Basically I want to crawl simple blogs and extract their blog posts. The biggest challenge here would probably be the parsing of the data and understanding different content parts within a blogpost

Top comments (6)

Médéric Burlet • Mar 18 '20

Would depend on the type of scraping.

If we need to interact as a human then puppetteer with JS / TS would be good: github.com/puppeteer/puppeteer

If you just need to parse data I really like to use cheerio with JS / TS : github.com/cheeriojs/cheerio
It let's you access webpage information with jquery syntax. which can be quite practical.

Mario • Mar 18 '20

Thanks for the response!

I do not need to interact as a human, but just collect news articles from different websites, at scale. Looking at cheerio, seems like a very decent option. Thanks!

Pacharapol Withayasakpunt • Mar 18 '20

Node.js +/- Puppetteer would probably be the first natural choice; although I am not accustomed to Puppetteer that much.

I used to use Selenium API with Python, if I need to scrape dynamic websites. But async in Python does not seems to be as natural as Node.js

I don't know much about Golang. How often is it used for web scraping?

Talha Mansoor • Mar 18 '20

I do not need to interact as a human, but just collect news articles from different websites, at scale.

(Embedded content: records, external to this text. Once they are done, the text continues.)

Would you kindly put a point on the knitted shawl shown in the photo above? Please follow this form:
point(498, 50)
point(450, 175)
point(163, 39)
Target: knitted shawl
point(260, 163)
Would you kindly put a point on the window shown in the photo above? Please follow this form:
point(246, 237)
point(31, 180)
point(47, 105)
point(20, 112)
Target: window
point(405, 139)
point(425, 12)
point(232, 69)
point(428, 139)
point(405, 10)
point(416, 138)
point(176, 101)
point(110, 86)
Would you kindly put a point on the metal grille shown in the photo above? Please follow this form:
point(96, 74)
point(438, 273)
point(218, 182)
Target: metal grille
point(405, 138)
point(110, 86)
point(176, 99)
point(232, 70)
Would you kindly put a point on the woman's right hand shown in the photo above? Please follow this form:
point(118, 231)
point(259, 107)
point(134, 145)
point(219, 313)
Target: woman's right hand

If it is scale you are looking for then best option would be scrapy.org/ with Scrapy Cloud. You can also run multiple Scrapy spiders in a process.

João Veiga • Mar 18 '20

Elixir + Floki

Jennifer Fadriquela • Aug 13 '20

I'm also a beginner to webscraping. Scrapy framework is a good tool but will have a steeper learning curve than just using libraries (selenium, beautifulsoup, requests).